The question before our legislators is why not keep to the tradition of protecting families and include gay immigrants within the scope of immigration reform?
Public opinion is on the side of both immigration reform and a more progressive definition of marriage beyond that of between and man and a woman.
In 2013 a majority of Americans support same-sex marriage. This support has been steadily growing over the last couple of years–less than 20 years ago only a quarter of Americans supported gay marriage with support growing to one-third by 2000. Moreover, we saw in the 2012 election one state out right reject a ban on gay marriage and three states say “I do” to gay marriage.
With yesterday’s Supreme Court’s decision on the Defense of Marriage Act (DOMA) striking DOMA is struck down, then the public support for gay marriage becomes legally buttressed. By extension, making the case for gay immigrants even stronger.
So in theory, a provision for same-sex immigrant families could make it into the final immigration reform legislation. In reality, there is about zero chance that will happen. The reason for that, in one word – Evangelicals.
The Republican Party is torn in its support for immigration reform. However, this time around immigration reform has found an ally among one powerful segment of the GOP, Evangelicals. Leaders of Evangelical churches have publically voiced their support of immigration reform. And the rank and file also shows a leaning toward immigration reform. According to a recent Pew Research study, 62 percent of white Evangelicals support a legal pathway for immigrants.
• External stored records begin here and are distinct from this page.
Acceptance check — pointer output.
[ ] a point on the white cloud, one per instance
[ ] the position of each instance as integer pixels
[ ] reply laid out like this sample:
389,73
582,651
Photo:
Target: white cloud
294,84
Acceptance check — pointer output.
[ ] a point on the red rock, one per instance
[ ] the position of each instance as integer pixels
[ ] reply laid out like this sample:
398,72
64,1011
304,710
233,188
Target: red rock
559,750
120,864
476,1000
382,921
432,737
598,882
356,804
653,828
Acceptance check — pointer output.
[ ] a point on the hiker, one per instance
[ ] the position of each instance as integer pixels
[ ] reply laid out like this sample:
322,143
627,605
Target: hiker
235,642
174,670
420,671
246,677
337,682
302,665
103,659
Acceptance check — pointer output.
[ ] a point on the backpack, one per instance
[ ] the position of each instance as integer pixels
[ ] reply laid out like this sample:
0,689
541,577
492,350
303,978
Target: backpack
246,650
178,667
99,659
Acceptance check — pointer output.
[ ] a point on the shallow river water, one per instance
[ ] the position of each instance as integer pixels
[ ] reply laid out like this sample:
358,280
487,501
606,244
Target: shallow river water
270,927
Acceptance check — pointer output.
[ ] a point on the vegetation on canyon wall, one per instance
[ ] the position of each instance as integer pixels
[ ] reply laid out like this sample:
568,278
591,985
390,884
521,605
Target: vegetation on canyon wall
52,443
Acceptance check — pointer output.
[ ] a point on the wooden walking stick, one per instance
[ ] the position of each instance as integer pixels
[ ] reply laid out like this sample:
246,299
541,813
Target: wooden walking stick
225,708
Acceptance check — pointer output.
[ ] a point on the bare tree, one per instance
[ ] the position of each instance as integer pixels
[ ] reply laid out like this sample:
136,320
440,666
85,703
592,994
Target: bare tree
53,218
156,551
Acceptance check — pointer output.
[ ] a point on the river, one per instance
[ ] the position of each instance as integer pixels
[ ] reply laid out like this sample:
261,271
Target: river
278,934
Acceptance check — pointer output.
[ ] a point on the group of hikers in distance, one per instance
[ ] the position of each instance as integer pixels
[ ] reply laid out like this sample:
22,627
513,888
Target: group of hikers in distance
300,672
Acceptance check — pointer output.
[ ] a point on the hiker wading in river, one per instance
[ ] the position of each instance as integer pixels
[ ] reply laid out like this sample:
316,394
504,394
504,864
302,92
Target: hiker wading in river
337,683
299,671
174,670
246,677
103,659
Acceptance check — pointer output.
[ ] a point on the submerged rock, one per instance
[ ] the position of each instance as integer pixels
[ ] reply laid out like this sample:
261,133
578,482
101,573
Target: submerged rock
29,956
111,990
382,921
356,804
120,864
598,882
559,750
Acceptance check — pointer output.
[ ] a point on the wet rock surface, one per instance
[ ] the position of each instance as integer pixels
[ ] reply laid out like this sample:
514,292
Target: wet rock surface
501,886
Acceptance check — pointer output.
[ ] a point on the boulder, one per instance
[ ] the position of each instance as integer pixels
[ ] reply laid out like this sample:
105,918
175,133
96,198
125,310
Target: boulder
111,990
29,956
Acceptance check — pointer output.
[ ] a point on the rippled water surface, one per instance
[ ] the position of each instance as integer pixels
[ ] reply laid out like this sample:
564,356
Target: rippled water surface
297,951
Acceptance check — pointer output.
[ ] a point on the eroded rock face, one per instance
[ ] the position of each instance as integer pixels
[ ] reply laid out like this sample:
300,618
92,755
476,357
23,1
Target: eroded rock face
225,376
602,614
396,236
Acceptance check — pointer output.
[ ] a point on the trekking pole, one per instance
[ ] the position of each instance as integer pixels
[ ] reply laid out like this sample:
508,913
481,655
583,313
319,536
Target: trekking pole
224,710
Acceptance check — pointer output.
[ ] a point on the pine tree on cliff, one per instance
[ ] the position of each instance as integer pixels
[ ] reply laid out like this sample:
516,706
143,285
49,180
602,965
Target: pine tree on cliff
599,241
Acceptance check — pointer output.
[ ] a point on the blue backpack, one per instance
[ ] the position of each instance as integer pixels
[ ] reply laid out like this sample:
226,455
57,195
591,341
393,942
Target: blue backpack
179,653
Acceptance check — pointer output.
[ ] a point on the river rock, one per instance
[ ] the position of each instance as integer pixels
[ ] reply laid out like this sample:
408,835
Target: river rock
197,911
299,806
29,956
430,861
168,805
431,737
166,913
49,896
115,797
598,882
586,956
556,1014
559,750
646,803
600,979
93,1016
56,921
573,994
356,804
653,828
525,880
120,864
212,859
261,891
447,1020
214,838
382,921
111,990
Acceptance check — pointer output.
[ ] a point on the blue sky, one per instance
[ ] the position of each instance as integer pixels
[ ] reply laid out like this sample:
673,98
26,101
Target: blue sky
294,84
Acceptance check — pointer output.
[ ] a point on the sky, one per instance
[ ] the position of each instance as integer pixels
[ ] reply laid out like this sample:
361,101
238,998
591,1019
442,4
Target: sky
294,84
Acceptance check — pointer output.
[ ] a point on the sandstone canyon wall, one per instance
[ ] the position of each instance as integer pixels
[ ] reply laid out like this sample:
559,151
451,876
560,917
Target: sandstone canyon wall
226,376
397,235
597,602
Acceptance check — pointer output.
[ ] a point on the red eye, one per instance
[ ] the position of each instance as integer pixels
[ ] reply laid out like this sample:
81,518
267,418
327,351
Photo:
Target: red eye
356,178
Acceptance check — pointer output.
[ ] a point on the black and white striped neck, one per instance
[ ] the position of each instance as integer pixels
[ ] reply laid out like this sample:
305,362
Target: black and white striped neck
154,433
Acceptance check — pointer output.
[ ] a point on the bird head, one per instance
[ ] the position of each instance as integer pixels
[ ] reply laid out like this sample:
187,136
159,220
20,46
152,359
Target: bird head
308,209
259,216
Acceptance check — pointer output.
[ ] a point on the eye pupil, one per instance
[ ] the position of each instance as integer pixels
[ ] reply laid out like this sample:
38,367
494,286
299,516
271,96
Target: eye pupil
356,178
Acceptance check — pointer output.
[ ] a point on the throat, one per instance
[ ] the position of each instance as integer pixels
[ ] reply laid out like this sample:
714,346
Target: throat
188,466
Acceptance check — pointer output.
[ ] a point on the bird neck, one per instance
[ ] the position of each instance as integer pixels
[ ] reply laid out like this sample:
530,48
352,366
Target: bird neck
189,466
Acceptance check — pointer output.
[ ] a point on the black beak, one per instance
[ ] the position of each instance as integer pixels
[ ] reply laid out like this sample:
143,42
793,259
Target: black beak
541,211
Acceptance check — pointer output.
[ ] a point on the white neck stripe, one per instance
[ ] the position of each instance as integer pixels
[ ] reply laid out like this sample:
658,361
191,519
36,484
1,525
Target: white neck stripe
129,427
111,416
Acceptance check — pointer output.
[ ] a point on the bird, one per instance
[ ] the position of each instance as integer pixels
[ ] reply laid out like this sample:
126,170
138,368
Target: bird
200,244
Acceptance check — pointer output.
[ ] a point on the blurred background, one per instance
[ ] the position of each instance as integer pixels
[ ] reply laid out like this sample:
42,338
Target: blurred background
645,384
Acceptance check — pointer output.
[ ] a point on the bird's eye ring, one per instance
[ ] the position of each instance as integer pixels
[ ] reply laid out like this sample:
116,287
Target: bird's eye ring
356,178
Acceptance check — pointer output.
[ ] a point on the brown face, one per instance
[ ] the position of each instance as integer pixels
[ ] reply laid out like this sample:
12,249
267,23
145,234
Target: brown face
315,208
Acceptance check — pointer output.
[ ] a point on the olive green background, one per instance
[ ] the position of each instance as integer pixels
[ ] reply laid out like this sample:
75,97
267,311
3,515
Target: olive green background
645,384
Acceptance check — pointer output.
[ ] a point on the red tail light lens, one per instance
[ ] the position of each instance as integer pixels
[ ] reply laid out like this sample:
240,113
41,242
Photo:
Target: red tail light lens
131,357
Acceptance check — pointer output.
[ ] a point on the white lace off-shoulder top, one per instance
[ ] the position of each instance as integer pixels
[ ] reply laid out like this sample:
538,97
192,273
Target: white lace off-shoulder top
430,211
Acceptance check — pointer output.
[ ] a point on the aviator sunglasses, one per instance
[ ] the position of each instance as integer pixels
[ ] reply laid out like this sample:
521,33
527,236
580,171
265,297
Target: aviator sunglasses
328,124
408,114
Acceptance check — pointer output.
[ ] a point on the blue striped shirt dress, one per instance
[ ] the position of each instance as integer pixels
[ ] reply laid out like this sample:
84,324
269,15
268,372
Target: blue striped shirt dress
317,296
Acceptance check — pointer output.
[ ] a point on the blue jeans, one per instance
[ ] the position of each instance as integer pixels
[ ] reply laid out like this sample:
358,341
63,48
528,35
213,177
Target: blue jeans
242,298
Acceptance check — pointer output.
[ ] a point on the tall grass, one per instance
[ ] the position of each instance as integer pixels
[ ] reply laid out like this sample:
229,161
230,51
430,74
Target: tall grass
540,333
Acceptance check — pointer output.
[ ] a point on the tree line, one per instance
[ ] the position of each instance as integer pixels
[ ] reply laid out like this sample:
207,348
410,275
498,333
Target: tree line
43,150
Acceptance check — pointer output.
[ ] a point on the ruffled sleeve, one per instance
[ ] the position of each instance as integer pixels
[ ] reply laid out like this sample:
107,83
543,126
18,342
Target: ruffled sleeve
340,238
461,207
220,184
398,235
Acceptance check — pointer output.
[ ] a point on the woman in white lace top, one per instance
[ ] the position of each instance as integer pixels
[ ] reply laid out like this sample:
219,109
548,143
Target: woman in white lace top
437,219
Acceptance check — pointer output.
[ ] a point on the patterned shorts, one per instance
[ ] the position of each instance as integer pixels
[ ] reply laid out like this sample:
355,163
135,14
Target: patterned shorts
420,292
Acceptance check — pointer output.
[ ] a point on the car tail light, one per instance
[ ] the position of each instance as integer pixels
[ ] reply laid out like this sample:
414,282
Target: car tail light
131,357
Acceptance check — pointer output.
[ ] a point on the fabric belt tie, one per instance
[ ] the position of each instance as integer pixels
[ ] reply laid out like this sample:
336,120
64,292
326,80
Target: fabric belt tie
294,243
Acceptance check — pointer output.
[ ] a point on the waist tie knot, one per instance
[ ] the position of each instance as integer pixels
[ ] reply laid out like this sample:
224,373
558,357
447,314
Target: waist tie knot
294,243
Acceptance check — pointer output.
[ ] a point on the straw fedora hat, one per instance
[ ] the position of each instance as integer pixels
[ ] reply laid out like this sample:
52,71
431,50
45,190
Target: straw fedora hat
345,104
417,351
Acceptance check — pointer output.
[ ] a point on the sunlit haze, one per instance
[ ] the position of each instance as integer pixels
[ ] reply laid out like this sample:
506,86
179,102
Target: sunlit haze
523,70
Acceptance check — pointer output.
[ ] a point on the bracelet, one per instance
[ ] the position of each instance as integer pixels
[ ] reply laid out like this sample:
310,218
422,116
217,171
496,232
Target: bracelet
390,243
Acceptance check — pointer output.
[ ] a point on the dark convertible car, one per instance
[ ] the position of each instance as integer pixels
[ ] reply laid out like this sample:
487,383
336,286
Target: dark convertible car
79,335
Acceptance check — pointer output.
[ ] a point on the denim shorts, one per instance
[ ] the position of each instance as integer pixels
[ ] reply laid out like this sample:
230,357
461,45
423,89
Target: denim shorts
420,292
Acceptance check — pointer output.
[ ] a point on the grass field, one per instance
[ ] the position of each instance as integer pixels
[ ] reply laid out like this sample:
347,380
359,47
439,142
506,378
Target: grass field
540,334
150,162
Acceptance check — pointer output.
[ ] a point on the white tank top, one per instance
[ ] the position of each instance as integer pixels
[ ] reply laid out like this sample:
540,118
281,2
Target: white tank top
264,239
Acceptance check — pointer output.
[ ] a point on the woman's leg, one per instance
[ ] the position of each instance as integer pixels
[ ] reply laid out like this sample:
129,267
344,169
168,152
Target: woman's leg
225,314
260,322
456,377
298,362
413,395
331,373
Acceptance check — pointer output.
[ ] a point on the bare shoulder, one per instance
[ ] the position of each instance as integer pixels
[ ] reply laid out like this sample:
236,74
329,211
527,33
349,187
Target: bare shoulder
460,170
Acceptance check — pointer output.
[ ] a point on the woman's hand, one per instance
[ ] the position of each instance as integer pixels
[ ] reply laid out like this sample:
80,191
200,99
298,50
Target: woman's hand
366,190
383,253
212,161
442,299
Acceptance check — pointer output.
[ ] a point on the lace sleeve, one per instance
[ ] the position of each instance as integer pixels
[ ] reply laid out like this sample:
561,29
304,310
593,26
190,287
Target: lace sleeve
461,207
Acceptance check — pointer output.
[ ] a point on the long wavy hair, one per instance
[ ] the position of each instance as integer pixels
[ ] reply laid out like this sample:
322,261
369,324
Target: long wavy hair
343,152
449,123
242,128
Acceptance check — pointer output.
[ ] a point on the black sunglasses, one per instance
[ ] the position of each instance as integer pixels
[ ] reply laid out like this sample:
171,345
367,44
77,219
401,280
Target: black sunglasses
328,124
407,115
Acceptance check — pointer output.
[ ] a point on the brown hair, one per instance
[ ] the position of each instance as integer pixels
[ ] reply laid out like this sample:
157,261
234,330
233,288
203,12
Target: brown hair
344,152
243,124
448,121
While support for immigrants is not as high as it is for public opinion in general, it is nevertheless a clear majority of this Republican heavy constituency.
Turning to gay marriage, Evangelical support looks nothing like it does for immigration reform. Three quarters of white Evangelicals oppose same-sex marriage. So while their immigration stance is progressive, it is limited to one that stays within the confines of traditional conceptions of marriage and family.
In practical political terms, there is no way a conservative Republican member of Congress would be able to sell immigration and an untraditional conception of marriage.
Specifically, how is a member of Congress back home in rural East Texas or anywhere else in the Bible Belt going to sell not just immigration, but a provision for gay immigrants? Immigration may have the support of Evangelicals, but it is luke-warm as opposed to piping hot. And if same-sex partners are thrown into the immigration mix, then all support for immigration goes cold.
A majority of Americans may support immigration reform and gay marriage. And the Supreme Court has signaled its support for gay marriage. But ultimately the survival of immigration reform comes down to a group of Conservative Republicans in the House who have to answer to a higher power, their Evangelical base.